Never mind the anachronisms, the essence of immersion, of relationship with anonymity, has likely not changed in the forty years since Amis’ seminal publication. Meanwhile, there is no shadow consumer, as I term long suffering, non-acting out partners in Getting Real, for this character to report back to. The imagined reader is his only judge, and while he or she may be disgusted or rendered indignant by the anti-hero’s shenanigans, there is collusion in being the reader; in being, in effect, no less a voyeur than if watching one of Self’s porn clips, plus his masturbatory routine. In a novel like Money, there is complicity alongside a critical witnessing.
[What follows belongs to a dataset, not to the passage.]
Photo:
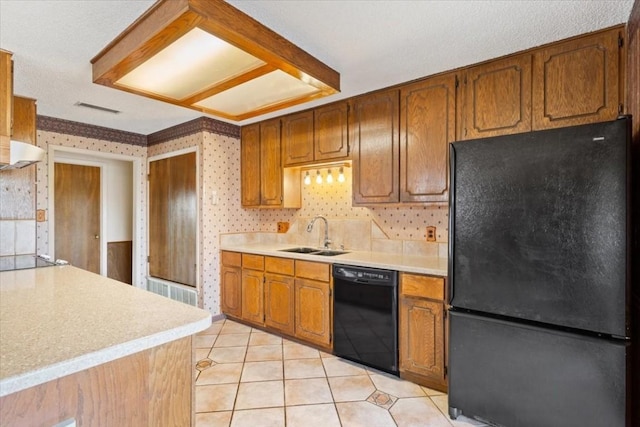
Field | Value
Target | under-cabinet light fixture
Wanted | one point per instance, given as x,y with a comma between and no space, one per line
211,57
Author and protagonist take us on a tour of debauchery, and as a novel suggests drama, there is a crisis afoot for the reckless Self. Of course, before the written word, the reader has no responsibility beyond that of a passive confidante; unlike a therapist, he or she need not pretend to relate to or distance from the wayward behavior of the confessor. There are no goals for the reader to assert; no warnings that we have to issue, and no calamity that we have to do anything but wait for. And we don’t have to answer to a shadow consumer either.

As a result, we get more than we bargain for. More information, more insight, than we bargain for if we read a book like Money, which is about an addict and narcissist’s mind as it takes a treacherous journey. Self wonders aloud, plays with his own thought like an X-rated Richard III: What is this state, seeing the difference between the good and bad and choosing bad—or consenting to bad, okaying bad? For the struggling, recovering person who is not afraid to think his own thoughts, John Self is a learned companion in a study of pleasure and pain. And it’s not just about addiction, this book, but about the medium of porn, with its degenerate, inferior, yet truthful venture beyond repression barriers. See, it goes without saying that sex has always been in our music, our plays, films and books, yet I must say this a lot, I find, to people who don’t want to think about sex—not really. Still, we’ve insisted sex be present lest the action of art become dull and plainly unincentivized. We’ve asked only one thing across most contexts, across most societies: that sex appear artfully, perhaps subliminally, with reminders that we are more than our savage, venal and aggressive drives. Porn is therefore dangerous. It defies this traditional artifice, stripping us of our pretenses, and refusing to honor our niceties, or the institutions that require us to pretend so that civilization itself may continue. Yes, it’s that bad, porn. We hate it that much.